The wealth management industry is ever-changing. We’re often asked by advertisers for information regarding these shifts and how marketers can best respond to these changes.

We’ve seen an uptick among finance brands interested in robo-advisors, which are platforms that use algorithms to manage investment portfolios. One of the newest wealth management technologies available, these offerings are growing at a tremendous speed. In fact, Business Insider estimates that by 2020 robo-advisors will manage over $8 trillion in assets worldwide.

To help marketers better understand consumer preferences and attitudes concerning robo-advisor offerings, we commissioned an online survey among 632 individuals who shopped for a brokerage account during the past 18 months. Here’s what we learned:

The robo-advisor market is nascent

Among consumers we interviewed that had recently opened a brokerage account, nearly half (43%) were unaware of robo-advisor offerings and only 1 in 7 had a robo account. Awareness was even lower among total brokerage shoppers where a majority (57%) were not aware of automated brokerage service accounts and robo-advisor offerings.

57% of brokerage shoppers aren't aware of robo-advisor offerings

Consumers are young, affluent, and reliant on technology

The median age for robo-advisor account holders is 36, which is significantly lower than the median age of 44 for total brokerage shoppers. The median household income for robo account holders was more than twice that of brokerage shoppers ($175K vs $88K).

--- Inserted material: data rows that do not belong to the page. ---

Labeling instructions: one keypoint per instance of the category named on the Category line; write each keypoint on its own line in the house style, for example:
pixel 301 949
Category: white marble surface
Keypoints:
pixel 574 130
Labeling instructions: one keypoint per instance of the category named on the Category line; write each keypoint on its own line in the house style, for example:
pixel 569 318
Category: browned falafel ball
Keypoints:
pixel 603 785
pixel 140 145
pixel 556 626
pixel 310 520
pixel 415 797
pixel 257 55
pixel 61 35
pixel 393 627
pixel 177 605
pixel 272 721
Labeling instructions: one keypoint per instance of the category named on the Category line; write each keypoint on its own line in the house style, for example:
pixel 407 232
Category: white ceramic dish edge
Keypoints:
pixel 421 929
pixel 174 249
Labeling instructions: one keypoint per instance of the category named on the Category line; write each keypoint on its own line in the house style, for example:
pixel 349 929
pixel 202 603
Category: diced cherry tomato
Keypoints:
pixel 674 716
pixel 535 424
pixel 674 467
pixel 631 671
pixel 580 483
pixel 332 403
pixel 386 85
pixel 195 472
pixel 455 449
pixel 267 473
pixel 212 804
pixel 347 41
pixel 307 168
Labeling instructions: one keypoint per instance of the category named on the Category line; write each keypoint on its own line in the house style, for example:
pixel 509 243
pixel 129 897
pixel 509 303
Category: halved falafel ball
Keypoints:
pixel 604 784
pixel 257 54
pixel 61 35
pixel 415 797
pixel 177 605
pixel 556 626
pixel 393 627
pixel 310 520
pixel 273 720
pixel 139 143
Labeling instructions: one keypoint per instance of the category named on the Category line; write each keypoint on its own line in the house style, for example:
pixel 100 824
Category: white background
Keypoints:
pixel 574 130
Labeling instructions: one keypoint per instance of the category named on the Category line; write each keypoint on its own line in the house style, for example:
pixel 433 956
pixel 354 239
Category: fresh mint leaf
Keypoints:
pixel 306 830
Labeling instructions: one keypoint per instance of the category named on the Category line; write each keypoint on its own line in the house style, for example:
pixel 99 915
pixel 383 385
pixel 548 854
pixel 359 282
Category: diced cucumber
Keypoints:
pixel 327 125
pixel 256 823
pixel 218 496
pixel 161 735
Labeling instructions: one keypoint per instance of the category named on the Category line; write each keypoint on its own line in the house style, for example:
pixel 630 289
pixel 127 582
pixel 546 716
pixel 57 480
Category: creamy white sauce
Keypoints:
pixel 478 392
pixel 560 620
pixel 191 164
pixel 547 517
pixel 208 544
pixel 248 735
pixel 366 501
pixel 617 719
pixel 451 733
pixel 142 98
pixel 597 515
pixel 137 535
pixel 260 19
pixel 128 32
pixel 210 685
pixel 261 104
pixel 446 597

Additionally, 50% of robo-account holders consider themselves to be early tech adopters.

Robo Account Holders: Median HHI was more than twice brokerage shoppers

Motivated by lower costs and influenced by digital media

While holders of robo-advisor accounts are affluent, they are still largely motivated by cost savings. 36% began brokerage shopping to look for lower transaction costs. 1 in 5 needed a lower minimal investment to open an account. 25% were triggered to shop by an online ad, and 85% shopped for brokerages on a smartphone.

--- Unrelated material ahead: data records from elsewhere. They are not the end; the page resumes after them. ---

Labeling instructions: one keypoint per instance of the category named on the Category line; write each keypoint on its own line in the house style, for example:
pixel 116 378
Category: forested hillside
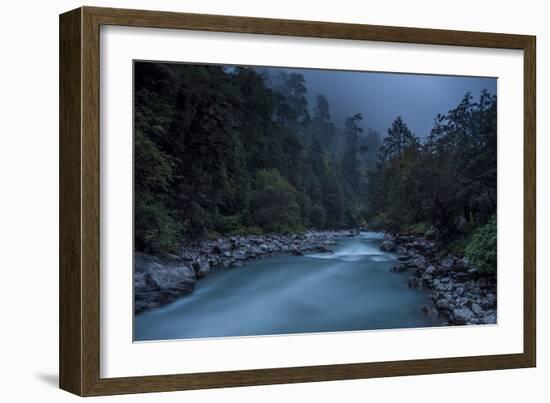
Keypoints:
pixel 235 150
pixel 218 151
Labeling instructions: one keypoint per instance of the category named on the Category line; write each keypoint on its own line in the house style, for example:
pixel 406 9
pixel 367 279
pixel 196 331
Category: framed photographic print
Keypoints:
pixel 249 201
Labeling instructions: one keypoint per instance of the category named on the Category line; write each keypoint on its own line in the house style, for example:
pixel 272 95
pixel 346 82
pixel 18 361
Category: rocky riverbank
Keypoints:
pixel 160 280
pixel 461 294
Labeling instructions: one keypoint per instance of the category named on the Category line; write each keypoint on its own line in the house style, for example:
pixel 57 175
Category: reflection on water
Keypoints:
pixel 350 289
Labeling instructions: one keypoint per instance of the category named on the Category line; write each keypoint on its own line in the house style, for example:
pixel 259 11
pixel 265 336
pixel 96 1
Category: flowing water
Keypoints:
pixel 350 289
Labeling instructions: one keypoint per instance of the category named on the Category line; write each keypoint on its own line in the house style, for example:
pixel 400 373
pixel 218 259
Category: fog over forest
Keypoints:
pixel 380 97
pixel 234 150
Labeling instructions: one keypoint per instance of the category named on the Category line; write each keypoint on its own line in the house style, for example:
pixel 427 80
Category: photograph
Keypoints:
pixel 282 200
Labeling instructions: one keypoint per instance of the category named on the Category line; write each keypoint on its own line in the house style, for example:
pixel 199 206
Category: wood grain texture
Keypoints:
pixel 80 195
pixel 70 270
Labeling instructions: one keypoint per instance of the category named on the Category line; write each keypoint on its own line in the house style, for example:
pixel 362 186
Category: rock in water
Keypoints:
pixel 462 316
pixel 201 267
pixel 387 245
pixel 159 281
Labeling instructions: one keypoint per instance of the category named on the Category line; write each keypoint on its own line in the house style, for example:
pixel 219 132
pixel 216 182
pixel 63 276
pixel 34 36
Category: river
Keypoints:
pixel 350 289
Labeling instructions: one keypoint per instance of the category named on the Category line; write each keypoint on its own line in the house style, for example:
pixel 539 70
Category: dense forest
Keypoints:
pixel 224 150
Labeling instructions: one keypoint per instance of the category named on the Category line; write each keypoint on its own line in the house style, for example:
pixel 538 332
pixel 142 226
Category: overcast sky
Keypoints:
pixel 380 97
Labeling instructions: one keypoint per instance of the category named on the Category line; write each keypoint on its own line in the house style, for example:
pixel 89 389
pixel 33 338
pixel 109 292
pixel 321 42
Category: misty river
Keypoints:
pixel 350 289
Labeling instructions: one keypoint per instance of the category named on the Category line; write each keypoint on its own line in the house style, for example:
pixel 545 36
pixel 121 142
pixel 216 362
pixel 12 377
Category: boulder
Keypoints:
pixel 490 318
pixel 442 303
pixel 201 267
pixel 462 316
pixel 387 245
pixel 399 268
pixel 159 281
pixel 413 282
pixel 447 263
pixel 430 310
pixel 477 309
pixel 430 270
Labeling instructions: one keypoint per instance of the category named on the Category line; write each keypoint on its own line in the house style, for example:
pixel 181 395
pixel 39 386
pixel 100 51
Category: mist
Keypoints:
pixel 380 97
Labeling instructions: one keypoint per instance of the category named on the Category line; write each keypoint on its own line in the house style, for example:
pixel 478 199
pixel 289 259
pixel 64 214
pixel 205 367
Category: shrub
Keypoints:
pixel 274 204
pixel 482 249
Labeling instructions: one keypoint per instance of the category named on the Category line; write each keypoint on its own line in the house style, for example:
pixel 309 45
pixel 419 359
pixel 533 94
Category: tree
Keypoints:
pixel 350 163
pixel 398 139
pixel 274 202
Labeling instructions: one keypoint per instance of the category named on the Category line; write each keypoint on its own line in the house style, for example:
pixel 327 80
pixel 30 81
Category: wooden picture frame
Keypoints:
pixel 79 347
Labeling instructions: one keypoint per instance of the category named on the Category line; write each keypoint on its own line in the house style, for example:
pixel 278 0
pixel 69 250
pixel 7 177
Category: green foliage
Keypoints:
pixel 233 150
pixel 274 203
pixel 482 249
pixel 448 181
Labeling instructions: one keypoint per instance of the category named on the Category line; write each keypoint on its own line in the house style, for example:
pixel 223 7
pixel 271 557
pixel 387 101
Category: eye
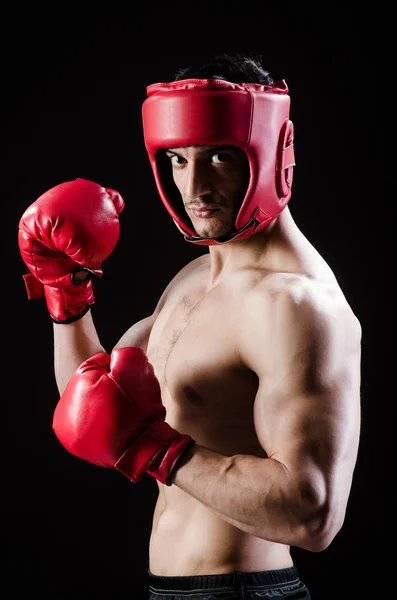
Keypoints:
pixel 221 158
pixel 176 160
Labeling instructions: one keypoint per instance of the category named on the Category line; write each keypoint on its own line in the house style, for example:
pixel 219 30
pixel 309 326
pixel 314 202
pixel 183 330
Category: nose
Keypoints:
pixel 197 182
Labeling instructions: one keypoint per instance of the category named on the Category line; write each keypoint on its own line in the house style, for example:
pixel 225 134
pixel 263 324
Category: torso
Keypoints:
pixel 209 394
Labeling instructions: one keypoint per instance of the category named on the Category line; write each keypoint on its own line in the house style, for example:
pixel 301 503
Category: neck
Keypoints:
pixel 236 255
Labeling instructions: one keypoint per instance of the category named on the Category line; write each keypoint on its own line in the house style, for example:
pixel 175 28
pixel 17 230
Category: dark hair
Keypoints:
pixel 236 68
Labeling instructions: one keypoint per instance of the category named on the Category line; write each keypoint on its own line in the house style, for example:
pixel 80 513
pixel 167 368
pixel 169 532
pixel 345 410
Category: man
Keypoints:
pixel 240 394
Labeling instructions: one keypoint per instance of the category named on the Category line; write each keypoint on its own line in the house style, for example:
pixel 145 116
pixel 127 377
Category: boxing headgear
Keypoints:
pixel 214 112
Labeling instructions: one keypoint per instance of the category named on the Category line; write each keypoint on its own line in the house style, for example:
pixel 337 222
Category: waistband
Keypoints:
pixel 234 580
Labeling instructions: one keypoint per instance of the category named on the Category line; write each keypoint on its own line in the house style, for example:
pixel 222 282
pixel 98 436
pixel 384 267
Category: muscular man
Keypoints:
pixel 240 394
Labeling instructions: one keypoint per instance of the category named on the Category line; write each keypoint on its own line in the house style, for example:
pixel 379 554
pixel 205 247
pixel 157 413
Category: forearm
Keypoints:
pixel 73 344
pixel 249 492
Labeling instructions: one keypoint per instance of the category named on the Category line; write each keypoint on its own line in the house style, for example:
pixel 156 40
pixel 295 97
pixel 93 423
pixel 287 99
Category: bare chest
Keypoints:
pixel 206 390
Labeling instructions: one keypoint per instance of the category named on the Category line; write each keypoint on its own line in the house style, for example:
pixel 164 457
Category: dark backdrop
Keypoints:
pixel 71 108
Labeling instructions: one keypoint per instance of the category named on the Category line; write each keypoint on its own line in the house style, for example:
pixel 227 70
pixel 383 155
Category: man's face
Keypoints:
pixel 212 181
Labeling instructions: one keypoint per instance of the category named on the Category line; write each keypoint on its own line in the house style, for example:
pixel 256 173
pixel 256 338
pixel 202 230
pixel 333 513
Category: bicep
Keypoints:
pixel 137 335
pixel 307 408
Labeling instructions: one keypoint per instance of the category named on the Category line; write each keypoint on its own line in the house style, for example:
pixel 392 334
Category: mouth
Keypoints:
pixel 204 212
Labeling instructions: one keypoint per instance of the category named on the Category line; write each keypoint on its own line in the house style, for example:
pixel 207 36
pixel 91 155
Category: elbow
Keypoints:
pixel 319 532
pixel 319 524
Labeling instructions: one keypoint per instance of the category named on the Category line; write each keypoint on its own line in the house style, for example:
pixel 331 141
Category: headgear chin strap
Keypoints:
pixel 213 112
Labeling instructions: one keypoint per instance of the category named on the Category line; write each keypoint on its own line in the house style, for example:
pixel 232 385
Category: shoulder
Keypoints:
pixel 294 314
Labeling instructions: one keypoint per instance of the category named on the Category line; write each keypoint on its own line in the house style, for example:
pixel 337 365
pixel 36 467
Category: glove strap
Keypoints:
pixel 158 447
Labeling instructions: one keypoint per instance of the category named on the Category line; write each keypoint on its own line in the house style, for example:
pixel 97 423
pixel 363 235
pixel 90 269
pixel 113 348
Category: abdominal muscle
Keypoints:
pixel 189 539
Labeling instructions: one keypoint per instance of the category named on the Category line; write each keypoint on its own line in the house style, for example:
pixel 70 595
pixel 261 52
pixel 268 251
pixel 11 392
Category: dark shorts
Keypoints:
pixel 281 583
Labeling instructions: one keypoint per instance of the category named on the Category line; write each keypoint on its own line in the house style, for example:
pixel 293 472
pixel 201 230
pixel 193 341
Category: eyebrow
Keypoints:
pixel 206 150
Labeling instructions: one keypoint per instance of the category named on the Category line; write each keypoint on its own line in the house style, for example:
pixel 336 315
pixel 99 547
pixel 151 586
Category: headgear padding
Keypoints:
pixel 213 112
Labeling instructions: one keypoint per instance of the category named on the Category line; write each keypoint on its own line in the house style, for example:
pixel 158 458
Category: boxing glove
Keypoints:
pixel 111 415
pixel 72 227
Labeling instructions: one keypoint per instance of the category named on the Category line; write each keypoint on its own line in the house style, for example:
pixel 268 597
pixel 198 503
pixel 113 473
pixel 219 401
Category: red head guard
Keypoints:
pixel 213 112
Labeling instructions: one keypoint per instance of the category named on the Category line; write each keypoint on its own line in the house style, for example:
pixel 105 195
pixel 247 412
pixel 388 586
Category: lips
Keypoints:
pixel 203 212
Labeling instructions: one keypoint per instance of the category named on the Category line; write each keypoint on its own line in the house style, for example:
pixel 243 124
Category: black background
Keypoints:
pixel 71 108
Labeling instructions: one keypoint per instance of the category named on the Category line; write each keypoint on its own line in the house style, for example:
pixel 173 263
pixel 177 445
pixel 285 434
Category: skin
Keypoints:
pixel 257 353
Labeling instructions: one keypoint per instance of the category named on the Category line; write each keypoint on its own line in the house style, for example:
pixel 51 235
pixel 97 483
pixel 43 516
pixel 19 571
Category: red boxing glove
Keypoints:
pixel 111 415
pixel 73 226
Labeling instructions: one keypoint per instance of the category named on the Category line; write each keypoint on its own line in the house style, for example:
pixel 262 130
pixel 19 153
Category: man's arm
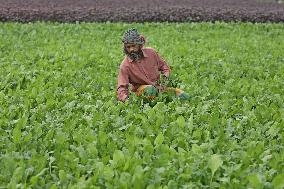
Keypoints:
pixel 162 65
pixel 122 86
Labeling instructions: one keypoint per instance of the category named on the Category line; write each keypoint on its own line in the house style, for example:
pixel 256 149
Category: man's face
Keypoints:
pixel 132 48
pixel 133 51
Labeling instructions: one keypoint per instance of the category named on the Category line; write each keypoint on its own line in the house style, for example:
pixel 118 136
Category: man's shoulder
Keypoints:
pixel 125 63
pixel 149 50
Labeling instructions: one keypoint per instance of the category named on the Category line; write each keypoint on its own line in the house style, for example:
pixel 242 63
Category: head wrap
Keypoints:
pixel 133 36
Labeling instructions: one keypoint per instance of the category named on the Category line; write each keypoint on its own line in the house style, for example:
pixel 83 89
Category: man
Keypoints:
pixel 141 68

25% of robo-advisor account owners were triggered to shop by an online ad; 85% shopped on a smartphone

Almost three in five (58%) robo-advisor account holders said they were likely to use a personal advisor either in addition to or to replace their current robo-advisor account(s) in the next year. And, 58% of robo-account holders indicated that they prefer to use a robo-advisor with a firm that they recognize rather than an independent robo-advisor firm.

So what are the implications for advertisers?

  • To capture a piece of the robo-advisor market, brands need to do a better job of building awareness of their robo-advising offerings and providing education around these services.
     
  • Since the robo-advising audience is heavily reliant on tech, advertisers should focus on online and mobile channels to get their message in front of prospective clients.
     
  • Ad messaging should be customized with robo-advisor offerings that appeal to a young, cost-sensitive audience.
     
  • Traditional brokerage providers have an advantage over pure-play robo-advisor firms and should work to upsell and cross-sell brokerage offerings among existing clients.